Paul Wesley's Kirk In Star Trek: Strange New Worlds Won't Be Much Like William Shatner
In its first season, "Star Trek: Strange New Worlds" reinvigorated the modern Trek era in an unexpectedly playful way. The first ten episodes of the "Star Trek: The Original Series" prequel not only delivered a delightful, smart, and emotional assortment of one-offs, but it also introduced some great new takes on familiar characters. Ethan Peck's Spock, Celia Rose Gooding's Uhura, and the rest of the "Star Trek: Strange New Worlds" Enterprise crew have already become indelible versions of the officers we know and love.
And then there's Captain Kirk. William Shatner's take on the character is larger-than-life, the sort of often-exaggerated performance that's no doubt been the perfect starter impression for a thousand comedy students over the years. Shatner's performance is sometimes excellent, but it's most remembered for its sense of melodrama above all else — for better or for worse.

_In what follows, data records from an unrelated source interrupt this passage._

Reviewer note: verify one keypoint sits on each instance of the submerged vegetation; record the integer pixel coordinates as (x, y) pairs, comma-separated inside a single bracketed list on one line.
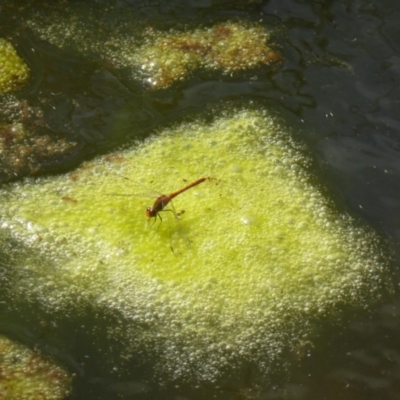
[(22, 153), (13, 70), (229, 47), (262, 253), (26, 375)]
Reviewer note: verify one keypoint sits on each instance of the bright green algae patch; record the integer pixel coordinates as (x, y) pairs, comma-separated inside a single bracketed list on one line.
[(25, 375), (261, 253), (13, 70)]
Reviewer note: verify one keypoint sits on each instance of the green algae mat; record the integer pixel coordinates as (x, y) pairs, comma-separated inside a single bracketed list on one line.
[(255, 257), (13, 70), (25, 375)]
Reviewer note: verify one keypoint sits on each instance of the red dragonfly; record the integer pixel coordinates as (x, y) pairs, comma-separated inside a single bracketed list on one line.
[(163, 200)]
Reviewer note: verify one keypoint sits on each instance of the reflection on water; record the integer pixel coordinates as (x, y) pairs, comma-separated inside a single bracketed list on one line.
[(339, 78)]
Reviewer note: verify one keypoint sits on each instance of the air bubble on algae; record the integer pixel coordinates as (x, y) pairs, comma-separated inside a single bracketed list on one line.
[(26, 375), (239, 292)]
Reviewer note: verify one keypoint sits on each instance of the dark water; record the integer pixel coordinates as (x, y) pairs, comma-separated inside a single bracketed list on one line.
[(339, 81)]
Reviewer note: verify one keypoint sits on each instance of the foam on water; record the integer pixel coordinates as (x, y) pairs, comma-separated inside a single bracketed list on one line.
[(268, 253)]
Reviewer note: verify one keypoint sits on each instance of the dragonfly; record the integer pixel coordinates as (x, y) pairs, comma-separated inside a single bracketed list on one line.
[(163, 200)]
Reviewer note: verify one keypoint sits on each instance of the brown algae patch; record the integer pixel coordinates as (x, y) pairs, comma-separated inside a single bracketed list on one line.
[(168, 57), (21, 151), (156, 57), (25, 375), (13, 70), (268, 253)]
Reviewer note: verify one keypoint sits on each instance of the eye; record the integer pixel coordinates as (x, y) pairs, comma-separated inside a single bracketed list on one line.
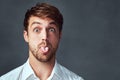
[(52, 30), (36, 30)]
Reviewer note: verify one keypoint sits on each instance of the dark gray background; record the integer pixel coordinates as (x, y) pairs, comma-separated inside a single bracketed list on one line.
[(90, 44)]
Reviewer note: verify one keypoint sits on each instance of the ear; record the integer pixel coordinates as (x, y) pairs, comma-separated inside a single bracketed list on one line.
[(60, 34), (25, 34)]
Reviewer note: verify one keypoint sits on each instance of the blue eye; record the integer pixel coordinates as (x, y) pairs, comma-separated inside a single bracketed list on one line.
[(52, 30), (36, 30)]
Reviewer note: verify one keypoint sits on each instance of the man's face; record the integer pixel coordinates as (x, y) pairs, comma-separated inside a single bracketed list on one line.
[(43, 37)]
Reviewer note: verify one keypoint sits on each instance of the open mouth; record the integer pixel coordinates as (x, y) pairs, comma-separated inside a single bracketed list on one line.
[(44, 49)]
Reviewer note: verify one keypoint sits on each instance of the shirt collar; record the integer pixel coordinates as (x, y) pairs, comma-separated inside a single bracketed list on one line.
[(28, 73)]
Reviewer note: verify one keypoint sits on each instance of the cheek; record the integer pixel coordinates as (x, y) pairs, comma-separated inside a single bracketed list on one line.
[(54, 41)]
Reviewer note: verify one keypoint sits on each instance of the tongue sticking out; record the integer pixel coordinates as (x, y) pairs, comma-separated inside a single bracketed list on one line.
[(44, 49)]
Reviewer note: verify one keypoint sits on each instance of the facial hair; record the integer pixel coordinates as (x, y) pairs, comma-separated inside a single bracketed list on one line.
[(39, 56)]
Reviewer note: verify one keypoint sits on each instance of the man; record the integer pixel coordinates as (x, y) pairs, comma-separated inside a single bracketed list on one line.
[(42, 32)]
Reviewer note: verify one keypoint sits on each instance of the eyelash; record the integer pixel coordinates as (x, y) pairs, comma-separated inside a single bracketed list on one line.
[(37, 30)]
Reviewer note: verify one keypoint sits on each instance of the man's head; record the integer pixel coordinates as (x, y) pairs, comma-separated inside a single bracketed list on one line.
[(42, 31), (44, 10)]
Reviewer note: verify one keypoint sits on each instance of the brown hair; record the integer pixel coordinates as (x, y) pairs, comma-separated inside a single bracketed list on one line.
[(44, 10)]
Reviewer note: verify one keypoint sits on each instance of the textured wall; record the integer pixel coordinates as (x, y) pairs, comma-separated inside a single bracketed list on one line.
[(90, 44)]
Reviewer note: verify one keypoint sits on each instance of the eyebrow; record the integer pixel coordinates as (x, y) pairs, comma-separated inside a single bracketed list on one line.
[(51, 23), (35, 23)]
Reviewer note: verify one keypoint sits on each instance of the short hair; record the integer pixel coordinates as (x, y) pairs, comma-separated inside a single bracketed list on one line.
[(44, 10)]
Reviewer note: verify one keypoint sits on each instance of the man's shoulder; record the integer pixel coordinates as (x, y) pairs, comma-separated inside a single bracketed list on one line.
[(69, 74), (15, 73)]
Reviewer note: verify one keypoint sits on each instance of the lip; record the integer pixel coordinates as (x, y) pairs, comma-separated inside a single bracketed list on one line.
[(44, 49)]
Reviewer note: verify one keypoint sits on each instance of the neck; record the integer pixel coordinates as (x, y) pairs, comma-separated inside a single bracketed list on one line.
[(41, 69)]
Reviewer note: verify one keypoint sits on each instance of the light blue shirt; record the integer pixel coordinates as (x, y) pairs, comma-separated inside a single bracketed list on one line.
[(25, 72)]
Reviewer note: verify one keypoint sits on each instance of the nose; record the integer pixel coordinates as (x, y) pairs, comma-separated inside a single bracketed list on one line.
[(44, 34)]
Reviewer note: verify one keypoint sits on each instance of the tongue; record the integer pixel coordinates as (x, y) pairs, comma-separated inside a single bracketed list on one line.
[(44, 49)]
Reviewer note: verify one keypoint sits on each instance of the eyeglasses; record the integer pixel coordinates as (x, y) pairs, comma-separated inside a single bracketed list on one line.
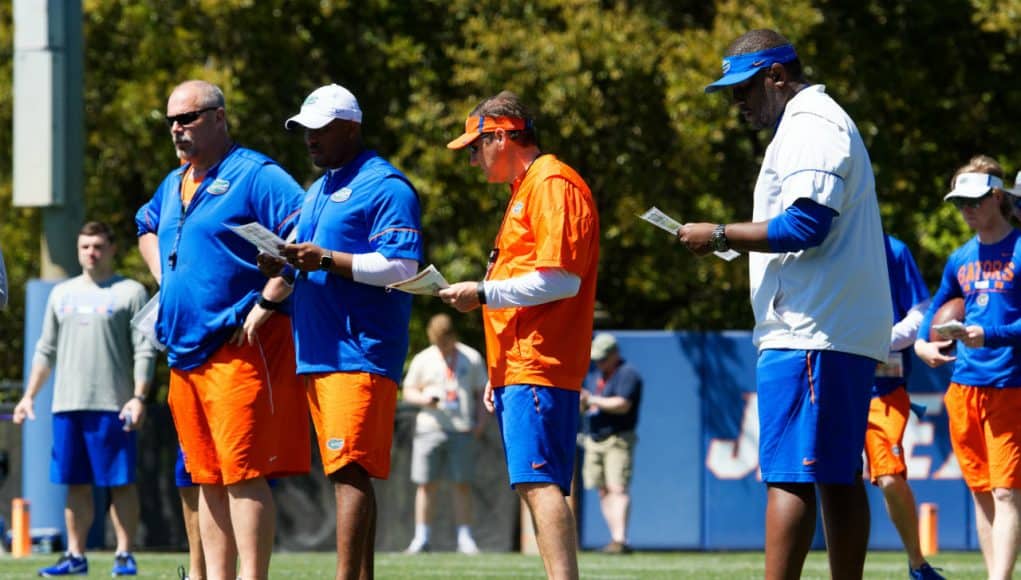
[(186, 118), (477, 144), (972, 202)]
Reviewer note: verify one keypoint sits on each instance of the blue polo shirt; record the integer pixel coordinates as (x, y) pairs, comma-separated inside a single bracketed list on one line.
[(209, 276), (340, 325), (625, 382), (907, 289), (985, 276)]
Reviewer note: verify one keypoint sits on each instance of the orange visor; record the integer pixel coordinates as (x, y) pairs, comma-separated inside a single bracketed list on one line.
[(476, 126)]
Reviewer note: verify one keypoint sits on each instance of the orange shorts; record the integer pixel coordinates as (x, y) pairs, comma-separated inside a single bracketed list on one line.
[(985, 430), (243, 414), (884, 436), (353, 415)]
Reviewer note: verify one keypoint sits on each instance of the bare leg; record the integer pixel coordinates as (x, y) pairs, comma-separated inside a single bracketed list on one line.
[(901, 506), (616, 503), (189, 509), (79, 513), (1006, 532), (463, 503), (845, 520), (253, 518), (217, 534), (554, 529), (124, 515), (790, 523), (424, 503), (355, 523), (984, 511)]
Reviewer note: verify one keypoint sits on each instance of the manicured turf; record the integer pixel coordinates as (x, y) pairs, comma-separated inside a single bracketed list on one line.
[(724, 566)]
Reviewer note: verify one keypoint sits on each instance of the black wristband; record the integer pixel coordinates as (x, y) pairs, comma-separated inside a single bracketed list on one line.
[(268, 304)]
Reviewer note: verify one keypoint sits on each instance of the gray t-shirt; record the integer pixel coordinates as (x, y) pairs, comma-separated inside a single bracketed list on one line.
[(88, 340)]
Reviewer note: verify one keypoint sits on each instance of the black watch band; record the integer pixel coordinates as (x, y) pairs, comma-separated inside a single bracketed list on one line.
[(268, 304), (326, 261), (481, 291), (719, 239)]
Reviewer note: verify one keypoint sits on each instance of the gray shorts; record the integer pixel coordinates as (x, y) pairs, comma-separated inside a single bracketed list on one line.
[(443, 456)]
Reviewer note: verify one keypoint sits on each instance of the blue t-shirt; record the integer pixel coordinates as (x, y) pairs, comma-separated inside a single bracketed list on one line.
[(907, 289), (209, 276), (625, 382), (340, 325), (985, 275)]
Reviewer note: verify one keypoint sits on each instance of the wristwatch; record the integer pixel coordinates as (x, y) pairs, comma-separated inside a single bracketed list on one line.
[(326, 261), (718, 240)]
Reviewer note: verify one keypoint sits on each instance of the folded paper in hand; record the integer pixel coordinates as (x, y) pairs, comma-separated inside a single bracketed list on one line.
[(428, 282), (263, 239), (657, 218)]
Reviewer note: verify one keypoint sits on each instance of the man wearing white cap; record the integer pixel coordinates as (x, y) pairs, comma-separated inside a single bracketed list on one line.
[(359, 231), (821, 299), (983, 400)]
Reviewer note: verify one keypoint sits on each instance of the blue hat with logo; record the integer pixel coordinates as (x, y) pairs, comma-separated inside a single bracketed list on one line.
[(740, 67)]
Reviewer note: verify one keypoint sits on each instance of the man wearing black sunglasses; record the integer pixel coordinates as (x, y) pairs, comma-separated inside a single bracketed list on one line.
[(216, 317)]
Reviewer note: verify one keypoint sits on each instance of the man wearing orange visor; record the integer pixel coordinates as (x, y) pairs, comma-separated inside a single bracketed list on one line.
[(537, 300)]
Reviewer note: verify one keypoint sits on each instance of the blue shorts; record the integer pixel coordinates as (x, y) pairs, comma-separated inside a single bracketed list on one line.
[(539, 426), (181, 475), (813, 412), (92, 447)]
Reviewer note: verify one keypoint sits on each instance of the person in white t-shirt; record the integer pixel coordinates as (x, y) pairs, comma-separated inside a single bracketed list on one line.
[(446, 380), (821, 298)]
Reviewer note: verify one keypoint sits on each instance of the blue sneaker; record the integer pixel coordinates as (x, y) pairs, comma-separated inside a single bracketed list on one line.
[(924, 572), (67, 566), (124, 565)]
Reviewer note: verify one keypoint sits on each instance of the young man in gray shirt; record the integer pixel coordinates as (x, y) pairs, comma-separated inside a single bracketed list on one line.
[(103, 373)]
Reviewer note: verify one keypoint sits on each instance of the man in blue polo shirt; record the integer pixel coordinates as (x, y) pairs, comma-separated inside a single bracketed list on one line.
[(610, 402), (240, 412), (359, 230)]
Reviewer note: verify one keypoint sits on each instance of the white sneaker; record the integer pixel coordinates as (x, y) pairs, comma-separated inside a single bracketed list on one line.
[(418, 546), (466, 544)]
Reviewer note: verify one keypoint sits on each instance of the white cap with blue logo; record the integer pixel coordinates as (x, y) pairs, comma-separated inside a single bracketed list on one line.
[(324, 105)]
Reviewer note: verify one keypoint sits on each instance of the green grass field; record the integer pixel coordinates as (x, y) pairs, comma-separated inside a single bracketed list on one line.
[(724, 566)]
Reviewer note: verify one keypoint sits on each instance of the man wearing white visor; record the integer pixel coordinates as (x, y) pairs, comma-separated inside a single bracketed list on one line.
[(983, 400)]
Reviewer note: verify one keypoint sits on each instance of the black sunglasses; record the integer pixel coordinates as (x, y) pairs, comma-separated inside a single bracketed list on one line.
[(187, 118), (972, 202), (477, 144)]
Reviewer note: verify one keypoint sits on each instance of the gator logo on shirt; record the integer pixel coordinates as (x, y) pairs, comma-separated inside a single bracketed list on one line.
[(219, 187), (341, 195)]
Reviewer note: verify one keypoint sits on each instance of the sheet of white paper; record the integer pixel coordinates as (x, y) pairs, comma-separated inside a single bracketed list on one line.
[(261, 238), (657, 218), (946, 329), (428, 282), (145, 321)]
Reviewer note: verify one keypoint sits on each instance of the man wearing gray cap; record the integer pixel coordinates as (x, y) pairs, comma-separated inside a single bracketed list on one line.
[(359, 231), (610, 402)]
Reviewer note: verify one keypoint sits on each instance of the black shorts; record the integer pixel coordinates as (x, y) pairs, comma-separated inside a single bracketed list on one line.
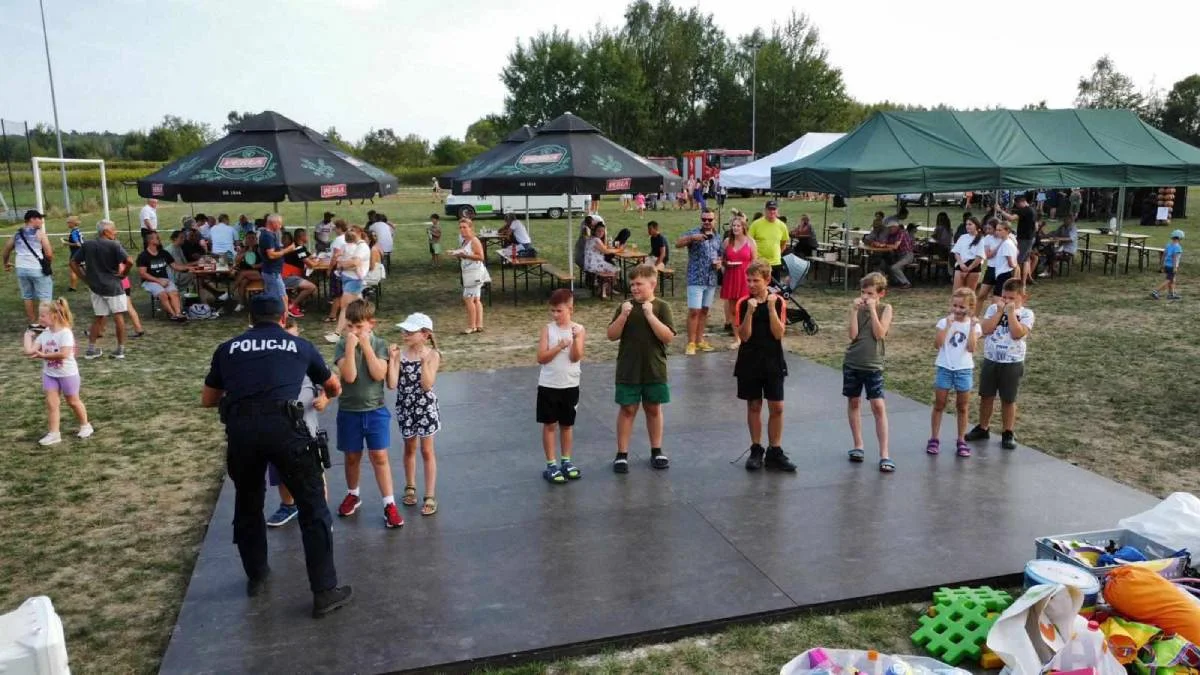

It makes sense, then, that when "Star Trek: Strange New Worlds" returns for its second season, Paul Wesley's young Kirk will not be attempting a Shatner-like inflection. In fact, the actor tells Entertainment Weekly that his Kirk won't be too much like Chris Pine's version either, but will land "somewhere in between" the two versions of the Enterprise captain.
A captain who guides by instinct
"What is most important is to pay respect to the integrity of who Kirk is," Wesley tells EW. "His wants, his needs, his deep desires, his morality, his spontaneity, his instinct." That last quality is one that Wesley's mentioned in several interviews, and it's what will likely set the character apart from the largely heart and logic-driven Enterprise crew. Kirk trusts his gut, and it doesn't always work out right, but as "A Quality of Mercy" demonstrated, sometimes the fate of the universe depends on good instincts.
Wesley says that both he and the series' showrunners thought the most important aspect of approaching the legendary role "was to not insult the original series' Kirk by doing an imitation of [Shatner]." Just as Peck's version of Spock hasn't quite grown into his confidence yet, and Jess Bush's Nurse Chapel has a playful grounded quality that her predecessor didn't, it sounds like Wesley has put a lot of thought into what an earlier version of Kirk would look like.
"This is a younger Kirk. It's before he was fully developed as a man," Wesley tells Variety. He also clarifies that the version of Kirk we'll see in season 2 won't just be different from Shatner and Pine's Kirk, but different from the version we saw in the first season finale, an alternate timeline episode that introduced a future version of the character. That "Kirk hasn't been influenced by Spock, by Uhura," he says. "In many ways, he's the same Kirk. But he's not really the Kirk that we know, because he's had a completely different life."
We've yet to meet Wesley's 'real' Kirk
While details around season 2 are still under wraps, it sounds like it'll dig into Kirk's life in the main timeline. "It's important to just understand who Kirk is, what his childhood was like, what he wants, what he doesn't want, what the pillars of his personality [are]," Wesley told Collider. He also confirmed to EW that his version of Kirk will be pre-Enterprise (the series, with the exception of the first season finale, takes place seven years before The Original Series' timeline) and will likely have a stronger sense of humor than the fairly serious, crunch-time Kirk we saw in "A Quality of Mercy."
It's impossible to judge Wesley's take on Kirk until we've met him, and the alternate timeline circumstances of the show's first season finale mean we still haven't really met him. But based on Wesley's conversations about his approach to the character alone, it sounds like his take on Kirk could turn out to be as much of a breath of fresh air as the rest of the show. "Star Trek: Strange New Worlds" hasn't announced its second season release date yet, but the show's first season is currently available to stream on Paramount+.